The predicted pathogenic residues (C174R, R32C, R32L, R32H, Q80R, Q80P, E147R, S199F, A40E, W44S, W44C, W77R, R143W, R143Q, N206S, S139N, E47K, R75Q, R184W, W184P, R184Q, N54I and D179N) are mainly located in regions or residues critics for intra-protomer or interactions found by Maeda (Maeda et al. 2009), which can well explain why these mutations are predicted pathogenic by A&G, though some of these are predicted tolerated by SIFT.

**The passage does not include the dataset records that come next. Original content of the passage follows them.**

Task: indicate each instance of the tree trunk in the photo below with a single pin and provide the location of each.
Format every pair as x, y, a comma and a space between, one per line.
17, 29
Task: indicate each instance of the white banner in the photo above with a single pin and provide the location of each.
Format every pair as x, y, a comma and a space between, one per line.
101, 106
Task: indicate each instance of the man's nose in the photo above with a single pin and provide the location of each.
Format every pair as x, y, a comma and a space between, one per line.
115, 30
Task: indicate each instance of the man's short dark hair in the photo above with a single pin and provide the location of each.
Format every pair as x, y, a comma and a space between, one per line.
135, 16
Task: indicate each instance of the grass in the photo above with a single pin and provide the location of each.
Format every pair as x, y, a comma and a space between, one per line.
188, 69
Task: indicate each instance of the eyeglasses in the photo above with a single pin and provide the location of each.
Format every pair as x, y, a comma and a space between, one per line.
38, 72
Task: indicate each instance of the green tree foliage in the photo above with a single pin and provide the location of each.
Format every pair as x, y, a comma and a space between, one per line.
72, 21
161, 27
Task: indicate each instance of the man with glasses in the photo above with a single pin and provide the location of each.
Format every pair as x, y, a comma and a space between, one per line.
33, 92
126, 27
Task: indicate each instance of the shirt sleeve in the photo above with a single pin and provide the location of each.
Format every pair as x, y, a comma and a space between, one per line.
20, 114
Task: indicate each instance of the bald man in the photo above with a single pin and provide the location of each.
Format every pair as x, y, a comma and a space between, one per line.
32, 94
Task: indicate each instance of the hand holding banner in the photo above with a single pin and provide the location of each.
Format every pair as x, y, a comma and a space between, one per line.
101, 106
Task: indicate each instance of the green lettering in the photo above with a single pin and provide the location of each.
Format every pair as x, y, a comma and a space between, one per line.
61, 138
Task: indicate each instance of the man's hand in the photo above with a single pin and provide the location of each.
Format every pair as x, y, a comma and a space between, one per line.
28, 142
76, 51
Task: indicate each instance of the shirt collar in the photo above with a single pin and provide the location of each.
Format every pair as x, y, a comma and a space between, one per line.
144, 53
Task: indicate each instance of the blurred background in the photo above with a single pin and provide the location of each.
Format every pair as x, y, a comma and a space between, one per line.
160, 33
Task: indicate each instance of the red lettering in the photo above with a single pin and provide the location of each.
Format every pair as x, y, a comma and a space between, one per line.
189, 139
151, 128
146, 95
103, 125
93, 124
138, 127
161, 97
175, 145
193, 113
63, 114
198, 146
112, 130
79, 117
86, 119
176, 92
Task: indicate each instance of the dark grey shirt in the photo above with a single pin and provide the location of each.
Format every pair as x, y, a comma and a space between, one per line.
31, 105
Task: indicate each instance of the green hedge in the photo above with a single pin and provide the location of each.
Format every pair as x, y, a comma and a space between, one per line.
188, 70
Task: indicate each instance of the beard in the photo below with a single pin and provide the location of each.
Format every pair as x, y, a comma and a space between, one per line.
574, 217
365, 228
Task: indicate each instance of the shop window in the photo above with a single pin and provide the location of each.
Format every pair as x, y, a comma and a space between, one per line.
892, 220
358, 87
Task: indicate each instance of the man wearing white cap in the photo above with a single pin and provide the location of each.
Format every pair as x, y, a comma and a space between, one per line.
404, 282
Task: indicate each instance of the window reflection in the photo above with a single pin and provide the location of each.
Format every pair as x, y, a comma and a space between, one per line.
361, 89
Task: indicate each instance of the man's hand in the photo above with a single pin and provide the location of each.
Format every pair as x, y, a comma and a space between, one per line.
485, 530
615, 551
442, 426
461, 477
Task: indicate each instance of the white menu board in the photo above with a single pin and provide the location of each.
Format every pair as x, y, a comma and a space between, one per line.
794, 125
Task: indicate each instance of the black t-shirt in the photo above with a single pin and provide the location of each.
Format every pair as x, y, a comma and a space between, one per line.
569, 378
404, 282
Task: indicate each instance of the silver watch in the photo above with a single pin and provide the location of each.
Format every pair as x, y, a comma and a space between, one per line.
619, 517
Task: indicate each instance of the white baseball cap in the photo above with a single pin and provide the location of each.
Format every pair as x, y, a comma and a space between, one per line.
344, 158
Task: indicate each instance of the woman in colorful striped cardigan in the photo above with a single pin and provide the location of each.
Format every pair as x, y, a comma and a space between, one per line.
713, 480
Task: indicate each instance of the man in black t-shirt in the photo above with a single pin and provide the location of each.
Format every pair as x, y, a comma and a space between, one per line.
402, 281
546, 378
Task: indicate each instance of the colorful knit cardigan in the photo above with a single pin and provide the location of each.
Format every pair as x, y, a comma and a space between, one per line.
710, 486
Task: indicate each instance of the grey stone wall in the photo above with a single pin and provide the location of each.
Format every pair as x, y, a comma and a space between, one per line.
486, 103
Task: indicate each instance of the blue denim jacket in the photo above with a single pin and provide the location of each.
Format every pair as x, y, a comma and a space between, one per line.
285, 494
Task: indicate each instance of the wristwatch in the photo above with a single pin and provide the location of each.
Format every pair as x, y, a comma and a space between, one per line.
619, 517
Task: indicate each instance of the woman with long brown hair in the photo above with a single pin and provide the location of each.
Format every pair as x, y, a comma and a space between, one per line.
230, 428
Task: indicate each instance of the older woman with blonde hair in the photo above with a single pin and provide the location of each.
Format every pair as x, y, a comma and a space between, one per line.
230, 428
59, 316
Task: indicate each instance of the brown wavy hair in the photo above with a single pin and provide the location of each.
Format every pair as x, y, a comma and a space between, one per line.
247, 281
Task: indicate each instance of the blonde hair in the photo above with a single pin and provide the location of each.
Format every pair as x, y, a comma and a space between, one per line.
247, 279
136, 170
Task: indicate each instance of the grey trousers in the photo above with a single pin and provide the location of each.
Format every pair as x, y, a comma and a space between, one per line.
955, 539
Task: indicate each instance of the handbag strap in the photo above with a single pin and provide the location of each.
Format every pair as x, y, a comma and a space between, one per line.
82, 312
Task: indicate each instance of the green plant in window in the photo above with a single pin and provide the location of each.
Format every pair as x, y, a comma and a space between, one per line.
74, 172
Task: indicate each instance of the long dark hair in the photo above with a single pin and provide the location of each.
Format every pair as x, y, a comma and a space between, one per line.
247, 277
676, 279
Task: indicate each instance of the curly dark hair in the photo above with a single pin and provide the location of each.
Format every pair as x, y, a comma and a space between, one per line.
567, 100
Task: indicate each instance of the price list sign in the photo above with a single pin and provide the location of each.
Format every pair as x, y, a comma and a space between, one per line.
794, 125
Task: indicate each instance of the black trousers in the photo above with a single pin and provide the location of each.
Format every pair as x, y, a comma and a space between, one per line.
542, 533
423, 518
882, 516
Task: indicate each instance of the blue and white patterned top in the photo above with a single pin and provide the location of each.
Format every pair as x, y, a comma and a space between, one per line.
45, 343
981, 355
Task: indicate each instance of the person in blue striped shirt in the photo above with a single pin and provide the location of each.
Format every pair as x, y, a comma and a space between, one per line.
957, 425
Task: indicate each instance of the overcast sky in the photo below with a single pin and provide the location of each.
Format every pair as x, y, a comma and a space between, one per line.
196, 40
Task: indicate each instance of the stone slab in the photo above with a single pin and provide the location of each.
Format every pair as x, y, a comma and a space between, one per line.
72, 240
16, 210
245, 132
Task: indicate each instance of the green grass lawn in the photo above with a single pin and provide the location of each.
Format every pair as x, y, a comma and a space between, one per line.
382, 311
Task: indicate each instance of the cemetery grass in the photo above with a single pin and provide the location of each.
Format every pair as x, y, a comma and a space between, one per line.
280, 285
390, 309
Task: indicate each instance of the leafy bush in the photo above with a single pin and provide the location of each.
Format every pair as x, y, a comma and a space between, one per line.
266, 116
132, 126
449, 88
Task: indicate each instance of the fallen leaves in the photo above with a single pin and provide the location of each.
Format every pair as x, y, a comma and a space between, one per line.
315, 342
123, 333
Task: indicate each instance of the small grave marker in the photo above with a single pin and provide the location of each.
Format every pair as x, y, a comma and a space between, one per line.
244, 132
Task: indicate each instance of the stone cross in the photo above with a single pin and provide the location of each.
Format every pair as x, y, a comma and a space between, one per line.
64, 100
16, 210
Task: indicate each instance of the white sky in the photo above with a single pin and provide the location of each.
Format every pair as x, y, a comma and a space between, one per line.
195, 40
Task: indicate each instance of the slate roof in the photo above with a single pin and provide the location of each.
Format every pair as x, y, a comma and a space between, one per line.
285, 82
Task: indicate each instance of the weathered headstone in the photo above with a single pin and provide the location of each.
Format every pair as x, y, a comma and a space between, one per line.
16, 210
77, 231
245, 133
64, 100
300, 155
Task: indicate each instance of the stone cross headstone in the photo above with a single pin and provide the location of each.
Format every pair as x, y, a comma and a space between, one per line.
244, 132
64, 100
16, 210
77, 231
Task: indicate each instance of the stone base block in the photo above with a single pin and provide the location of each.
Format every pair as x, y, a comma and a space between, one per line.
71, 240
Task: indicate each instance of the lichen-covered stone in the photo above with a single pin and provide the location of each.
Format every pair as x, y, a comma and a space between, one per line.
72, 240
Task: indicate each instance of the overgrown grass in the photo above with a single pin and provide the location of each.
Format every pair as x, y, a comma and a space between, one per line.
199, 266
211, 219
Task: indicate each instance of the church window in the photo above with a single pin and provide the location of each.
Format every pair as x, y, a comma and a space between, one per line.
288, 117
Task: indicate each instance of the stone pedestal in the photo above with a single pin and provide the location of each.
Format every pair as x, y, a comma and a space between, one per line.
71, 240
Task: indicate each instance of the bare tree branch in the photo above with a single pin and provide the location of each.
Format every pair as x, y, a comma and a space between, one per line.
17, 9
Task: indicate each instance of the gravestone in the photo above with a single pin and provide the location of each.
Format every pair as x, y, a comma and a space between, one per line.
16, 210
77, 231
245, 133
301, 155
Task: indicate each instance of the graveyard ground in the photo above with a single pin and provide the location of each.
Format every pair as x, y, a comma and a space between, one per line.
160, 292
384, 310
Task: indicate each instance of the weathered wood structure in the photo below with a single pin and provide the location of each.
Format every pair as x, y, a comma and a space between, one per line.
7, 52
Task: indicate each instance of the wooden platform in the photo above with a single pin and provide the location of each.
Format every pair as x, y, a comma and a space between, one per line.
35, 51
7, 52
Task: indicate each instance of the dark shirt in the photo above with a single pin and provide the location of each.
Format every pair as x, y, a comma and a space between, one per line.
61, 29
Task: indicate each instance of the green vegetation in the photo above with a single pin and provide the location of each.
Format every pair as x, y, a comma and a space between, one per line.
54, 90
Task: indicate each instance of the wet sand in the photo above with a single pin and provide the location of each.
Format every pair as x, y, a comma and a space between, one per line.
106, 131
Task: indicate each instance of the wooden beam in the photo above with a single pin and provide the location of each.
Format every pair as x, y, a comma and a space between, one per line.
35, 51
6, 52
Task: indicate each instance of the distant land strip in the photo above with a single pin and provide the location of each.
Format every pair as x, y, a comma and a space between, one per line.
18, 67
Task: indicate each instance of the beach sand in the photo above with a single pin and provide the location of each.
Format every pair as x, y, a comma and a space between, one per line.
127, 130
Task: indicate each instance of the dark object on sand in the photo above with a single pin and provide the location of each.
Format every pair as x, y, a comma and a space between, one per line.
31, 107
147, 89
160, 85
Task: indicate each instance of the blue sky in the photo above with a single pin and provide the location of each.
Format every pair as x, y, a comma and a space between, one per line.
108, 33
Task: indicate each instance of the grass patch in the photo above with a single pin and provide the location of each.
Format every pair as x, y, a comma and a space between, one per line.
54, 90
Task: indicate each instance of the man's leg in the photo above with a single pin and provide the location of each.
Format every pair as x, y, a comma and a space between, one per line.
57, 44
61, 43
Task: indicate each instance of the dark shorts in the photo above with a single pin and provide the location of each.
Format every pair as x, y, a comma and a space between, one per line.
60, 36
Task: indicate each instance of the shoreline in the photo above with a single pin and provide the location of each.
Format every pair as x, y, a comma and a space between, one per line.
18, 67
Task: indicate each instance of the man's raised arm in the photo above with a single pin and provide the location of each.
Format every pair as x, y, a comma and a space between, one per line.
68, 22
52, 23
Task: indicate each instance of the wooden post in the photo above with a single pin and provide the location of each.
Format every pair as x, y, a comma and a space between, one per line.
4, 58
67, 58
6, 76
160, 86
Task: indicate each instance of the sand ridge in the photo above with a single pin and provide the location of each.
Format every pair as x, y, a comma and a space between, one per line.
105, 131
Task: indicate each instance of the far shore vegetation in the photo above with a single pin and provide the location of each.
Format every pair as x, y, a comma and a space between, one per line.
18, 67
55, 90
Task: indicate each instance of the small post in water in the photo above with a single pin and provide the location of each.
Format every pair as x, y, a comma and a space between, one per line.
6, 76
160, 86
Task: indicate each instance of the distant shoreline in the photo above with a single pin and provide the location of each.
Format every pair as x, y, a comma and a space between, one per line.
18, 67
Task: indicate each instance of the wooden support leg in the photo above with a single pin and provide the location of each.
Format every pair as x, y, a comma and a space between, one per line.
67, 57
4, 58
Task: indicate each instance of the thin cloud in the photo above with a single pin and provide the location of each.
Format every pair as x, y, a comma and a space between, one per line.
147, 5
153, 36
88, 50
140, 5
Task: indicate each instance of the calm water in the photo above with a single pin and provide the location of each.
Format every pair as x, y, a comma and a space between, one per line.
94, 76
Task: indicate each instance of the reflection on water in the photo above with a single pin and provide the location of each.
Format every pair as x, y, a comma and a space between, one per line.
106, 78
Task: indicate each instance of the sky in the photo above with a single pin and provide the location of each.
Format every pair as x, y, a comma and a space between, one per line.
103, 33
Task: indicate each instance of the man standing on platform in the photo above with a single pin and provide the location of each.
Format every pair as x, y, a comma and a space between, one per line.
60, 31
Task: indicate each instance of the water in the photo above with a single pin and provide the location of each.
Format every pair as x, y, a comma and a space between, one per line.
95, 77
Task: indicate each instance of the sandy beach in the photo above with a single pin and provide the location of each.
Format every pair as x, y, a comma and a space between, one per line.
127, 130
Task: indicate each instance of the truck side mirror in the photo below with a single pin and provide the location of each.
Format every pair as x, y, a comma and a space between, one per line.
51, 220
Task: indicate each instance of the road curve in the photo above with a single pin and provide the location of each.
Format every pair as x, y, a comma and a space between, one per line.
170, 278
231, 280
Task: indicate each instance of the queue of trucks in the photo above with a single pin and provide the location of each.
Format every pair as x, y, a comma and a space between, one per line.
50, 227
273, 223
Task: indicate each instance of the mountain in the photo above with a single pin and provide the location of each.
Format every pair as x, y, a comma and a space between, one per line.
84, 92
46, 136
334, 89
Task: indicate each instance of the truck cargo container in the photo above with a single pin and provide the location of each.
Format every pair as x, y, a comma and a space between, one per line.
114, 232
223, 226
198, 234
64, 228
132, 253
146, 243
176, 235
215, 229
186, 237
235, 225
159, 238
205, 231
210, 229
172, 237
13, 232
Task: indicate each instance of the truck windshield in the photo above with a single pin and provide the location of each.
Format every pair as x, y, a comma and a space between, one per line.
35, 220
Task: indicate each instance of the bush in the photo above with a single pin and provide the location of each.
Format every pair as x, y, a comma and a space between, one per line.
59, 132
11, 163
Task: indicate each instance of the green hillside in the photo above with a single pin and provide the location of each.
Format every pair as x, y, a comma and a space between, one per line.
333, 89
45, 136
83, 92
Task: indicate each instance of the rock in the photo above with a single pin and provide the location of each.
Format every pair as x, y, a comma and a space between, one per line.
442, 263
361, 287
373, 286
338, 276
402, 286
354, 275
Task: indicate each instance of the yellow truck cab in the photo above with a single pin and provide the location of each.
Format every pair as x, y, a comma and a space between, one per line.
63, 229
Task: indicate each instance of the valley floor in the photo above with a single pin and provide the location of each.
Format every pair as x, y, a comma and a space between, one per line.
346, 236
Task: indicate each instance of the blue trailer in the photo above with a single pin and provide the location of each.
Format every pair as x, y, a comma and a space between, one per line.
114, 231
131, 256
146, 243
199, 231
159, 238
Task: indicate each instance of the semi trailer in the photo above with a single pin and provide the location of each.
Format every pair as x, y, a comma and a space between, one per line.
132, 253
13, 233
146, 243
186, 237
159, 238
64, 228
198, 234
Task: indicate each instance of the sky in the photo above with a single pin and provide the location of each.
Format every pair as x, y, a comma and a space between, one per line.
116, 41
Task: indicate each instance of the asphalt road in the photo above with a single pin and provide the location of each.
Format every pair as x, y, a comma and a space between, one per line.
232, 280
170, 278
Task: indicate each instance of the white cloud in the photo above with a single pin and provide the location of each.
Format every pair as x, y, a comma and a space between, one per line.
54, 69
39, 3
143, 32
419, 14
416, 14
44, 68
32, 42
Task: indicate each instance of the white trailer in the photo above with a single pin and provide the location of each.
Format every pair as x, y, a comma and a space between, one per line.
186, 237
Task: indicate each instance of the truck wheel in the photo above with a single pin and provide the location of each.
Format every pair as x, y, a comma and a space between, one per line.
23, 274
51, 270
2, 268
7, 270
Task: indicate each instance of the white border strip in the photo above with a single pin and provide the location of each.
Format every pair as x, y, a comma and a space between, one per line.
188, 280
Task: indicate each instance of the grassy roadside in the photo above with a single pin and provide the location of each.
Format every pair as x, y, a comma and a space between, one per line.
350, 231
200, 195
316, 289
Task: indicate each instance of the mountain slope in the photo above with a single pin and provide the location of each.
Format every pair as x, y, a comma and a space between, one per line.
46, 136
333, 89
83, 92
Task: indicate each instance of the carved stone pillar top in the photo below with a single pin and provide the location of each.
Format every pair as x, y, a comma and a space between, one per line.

The SIFT program identified 39 of 62 missense changes as affecting potentially functional residues in GJB2. We identified 35 of these 39 mutations and an additional 16 changes by using the A&G method. We obtained evidence of the pathogenic role for these 16 missense changes. The R165W mutation led to a constriction of the channel pore with no dye coupling in the intercellular dye-transfer experiment (Xiao et al. 2011). M163V has been reported to lead to failure of the homotypic junctional channel formation and the E101G change alters polarity of the cytoplasmic loop of Cx26, which would be expected to affect pH-dependent channel gating (Bruzzone et al. 2003; Jun et al. 2000). In in vitro functional studies, the M163L mutant Cx26 is defective in its ability to traffic to the plasma membrane and was associated with increased cell death (Stong et al. 2006; Matos et al. 2008). The S139N, N206S, E47K, V37I and L90V affected residues that are critical for the structure of Cx26 (del Castillo and del Castillo 2011). Additionally, an additional eight mutations (S19T, V37I, E47K, A88S, L90V, M93I, D179N and N206S) have been reported to be associated with the hereditary NSHL (Prasad et al. 2000; Wu et al. 2002; Joseph and Rasool 2009; Maeda et al. 2009), but the remaining three mutations (V27I, E114G and R127H) are wrongly predicted by the A&G method. The A&G method identified more changes because it considers the evolutionary relationship when identifying the fixed or conservative amino acid residues. SIFT compiles a dataset of functionally related protein sequences by searching a protein database using the PSI-BLAST algorithm and then builds an alignment of the homologous sequences with the query sequence. However, the low availability of species sequences for GJB2 led to the unsatisfactory search result that many members in the dataset are Cxs that are not related to hearing loss. In contrast, the A&G method recruited ancestral sequences of GJB2 to the dataset, which can improve the specificity of analysis. As a result, among the known detrimental missense changes in GJB2, the A&G method correctly predicted the functional effects of >85 %.

When analyzing trans-membrane regions of Cx26, we found that the probability of mutations occurring at hydrophilic amino acid residues was twice that of mutations occurring at hydrophobic residues (38.4 vs 18.2 %). A possible reason for this result is that mutations affecting hydrophilic residues more easily influence the stability of trans-membrane channel and transport function.